When the pair got engaged, Tiffany Ekno’s mother gifted them her father’s wedding band. The pair melted down the gold and made Ryan Ekno's band. 

Tiffany Ekno describes her husband's ring as “a blending of two of the most incredible men I’ve ever known and had the privilege to love" and losing the ring as “horrifying.” 

“When somebody dies in a way that is so tragic," she said. "The impact is long-lasting... I think I almost didn’t realize how much is there under the surface until something like that happened, and I was faced with losing something that had such meaning."

Ekno’s pain did resurface, but thankfully, it did not take long for the ring to do the same. 

Robert Eisenberg, the captain of The Ark, dropped markers and took photos in the area the ring was dropped. He contacted Robert Weiss, owner and operator of Lake Travis Scuba, to enlist his help. 

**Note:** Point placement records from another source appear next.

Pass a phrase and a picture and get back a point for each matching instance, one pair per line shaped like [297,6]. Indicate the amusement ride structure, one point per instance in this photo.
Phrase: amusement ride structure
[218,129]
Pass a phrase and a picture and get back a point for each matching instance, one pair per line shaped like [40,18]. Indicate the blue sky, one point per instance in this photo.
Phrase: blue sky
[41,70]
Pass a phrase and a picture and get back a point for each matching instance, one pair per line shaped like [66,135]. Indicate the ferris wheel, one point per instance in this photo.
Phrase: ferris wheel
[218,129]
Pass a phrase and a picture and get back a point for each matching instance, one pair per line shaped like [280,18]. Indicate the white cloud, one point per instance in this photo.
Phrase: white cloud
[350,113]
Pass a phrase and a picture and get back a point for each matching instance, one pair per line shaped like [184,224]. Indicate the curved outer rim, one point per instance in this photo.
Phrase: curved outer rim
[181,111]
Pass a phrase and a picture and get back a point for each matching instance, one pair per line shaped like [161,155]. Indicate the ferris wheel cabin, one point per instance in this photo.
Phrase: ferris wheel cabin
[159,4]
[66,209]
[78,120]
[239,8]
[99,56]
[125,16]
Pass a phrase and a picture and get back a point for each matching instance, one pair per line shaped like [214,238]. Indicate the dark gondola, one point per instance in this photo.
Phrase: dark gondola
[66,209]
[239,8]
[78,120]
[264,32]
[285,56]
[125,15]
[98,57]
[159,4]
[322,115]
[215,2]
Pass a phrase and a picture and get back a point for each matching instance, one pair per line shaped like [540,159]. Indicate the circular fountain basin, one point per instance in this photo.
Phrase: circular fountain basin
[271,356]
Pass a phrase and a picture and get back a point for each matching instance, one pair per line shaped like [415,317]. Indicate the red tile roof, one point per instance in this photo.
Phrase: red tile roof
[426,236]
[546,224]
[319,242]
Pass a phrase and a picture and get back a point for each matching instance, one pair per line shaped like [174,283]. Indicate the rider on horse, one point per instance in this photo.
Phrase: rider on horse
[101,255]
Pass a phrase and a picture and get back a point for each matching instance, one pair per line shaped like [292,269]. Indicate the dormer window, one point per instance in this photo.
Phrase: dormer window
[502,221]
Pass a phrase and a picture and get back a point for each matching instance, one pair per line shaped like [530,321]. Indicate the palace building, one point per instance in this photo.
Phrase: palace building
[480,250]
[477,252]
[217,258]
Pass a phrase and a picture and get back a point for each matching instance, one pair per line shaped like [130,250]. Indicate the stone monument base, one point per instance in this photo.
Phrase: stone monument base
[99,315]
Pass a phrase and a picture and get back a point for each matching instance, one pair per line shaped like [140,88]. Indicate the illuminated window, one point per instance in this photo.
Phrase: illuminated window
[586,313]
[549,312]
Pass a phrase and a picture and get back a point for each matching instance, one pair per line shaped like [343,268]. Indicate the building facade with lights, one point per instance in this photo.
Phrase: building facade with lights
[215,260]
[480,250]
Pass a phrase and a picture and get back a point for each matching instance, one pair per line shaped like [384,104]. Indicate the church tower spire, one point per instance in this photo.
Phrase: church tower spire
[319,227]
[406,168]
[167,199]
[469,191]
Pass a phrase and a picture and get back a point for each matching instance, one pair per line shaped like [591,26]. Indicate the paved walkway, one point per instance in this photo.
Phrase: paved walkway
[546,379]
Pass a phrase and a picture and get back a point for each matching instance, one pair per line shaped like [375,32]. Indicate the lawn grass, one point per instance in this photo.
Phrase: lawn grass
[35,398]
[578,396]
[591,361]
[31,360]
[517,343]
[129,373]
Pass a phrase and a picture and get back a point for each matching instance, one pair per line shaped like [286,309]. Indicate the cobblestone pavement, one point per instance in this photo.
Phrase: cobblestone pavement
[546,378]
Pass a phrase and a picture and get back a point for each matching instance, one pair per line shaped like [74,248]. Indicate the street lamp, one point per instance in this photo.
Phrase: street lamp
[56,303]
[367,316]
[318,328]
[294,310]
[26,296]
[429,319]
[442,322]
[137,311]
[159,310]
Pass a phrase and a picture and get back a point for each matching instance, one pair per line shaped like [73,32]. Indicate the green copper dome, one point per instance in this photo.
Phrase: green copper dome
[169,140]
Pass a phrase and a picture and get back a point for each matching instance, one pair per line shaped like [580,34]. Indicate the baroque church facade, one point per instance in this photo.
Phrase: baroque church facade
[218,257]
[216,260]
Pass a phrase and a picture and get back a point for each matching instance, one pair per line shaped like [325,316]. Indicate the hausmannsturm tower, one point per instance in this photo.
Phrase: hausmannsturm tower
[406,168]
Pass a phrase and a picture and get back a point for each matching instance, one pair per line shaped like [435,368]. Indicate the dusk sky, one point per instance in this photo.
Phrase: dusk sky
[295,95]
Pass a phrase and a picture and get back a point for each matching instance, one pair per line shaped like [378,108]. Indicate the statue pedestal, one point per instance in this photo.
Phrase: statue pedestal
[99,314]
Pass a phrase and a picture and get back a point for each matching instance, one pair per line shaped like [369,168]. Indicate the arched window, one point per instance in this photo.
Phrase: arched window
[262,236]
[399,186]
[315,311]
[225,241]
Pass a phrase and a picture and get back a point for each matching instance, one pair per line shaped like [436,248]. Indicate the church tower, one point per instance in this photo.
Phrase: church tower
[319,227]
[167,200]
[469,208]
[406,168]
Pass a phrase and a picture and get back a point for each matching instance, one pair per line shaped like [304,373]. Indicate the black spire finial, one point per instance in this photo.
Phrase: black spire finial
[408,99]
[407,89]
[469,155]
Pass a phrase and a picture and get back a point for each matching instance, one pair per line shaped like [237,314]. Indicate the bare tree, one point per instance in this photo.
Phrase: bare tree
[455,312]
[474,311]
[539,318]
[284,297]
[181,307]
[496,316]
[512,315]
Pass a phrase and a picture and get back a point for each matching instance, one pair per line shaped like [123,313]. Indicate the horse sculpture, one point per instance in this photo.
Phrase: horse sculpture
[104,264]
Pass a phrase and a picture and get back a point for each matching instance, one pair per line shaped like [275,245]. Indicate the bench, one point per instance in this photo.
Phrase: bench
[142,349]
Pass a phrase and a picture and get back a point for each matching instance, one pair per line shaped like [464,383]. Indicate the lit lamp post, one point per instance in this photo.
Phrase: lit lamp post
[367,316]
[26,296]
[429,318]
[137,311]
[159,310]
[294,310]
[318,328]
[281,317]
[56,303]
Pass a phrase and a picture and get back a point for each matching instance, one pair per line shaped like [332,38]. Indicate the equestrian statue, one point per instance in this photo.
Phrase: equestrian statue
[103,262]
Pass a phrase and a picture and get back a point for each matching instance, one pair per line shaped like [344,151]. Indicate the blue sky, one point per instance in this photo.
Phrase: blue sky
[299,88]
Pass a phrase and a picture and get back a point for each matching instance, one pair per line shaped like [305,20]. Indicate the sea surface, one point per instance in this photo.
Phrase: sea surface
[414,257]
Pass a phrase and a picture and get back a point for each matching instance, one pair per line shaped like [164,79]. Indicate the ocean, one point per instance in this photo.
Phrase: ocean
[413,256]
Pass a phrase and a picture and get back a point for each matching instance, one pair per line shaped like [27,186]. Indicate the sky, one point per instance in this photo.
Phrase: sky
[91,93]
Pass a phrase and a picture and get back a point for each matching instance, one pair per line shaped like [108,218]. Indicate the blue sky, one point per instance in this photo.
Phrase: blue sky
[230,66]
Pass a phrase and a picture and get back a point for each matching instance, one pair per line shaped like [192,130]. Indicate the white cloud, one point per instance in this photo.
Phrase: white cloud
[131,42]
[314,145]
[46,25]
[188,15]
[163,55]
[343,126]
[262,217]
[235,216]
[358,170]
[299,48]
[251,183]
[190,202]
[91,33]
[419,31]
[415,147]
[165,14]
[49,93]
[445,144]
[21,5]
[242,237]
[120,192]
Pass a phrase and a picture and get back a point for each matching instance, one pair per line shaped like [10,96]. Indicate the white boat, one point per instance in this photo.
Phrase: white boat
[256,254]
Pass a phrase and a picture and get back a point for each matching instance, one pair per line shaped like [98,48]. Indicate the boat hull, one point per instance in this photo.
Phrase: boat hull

“All of a sudden I notice this flash, nice sparkle, and you know there’s like a ‘woohoo’ moment you know, that’s gotta be it," Weiss said. "Went over, the ring was sitting on a rock right over a ledge."

Tiffany Ekno says she thinks her dad was watching over them in that moment.

“He surfaced with it and told us it had fallen maybe an inch or so from a giant crevice and would have disappeared into the rocks forever," Tiffany Ekno said. "So I think my dad was watching over us, he was making sure that ring was gonna stay with us."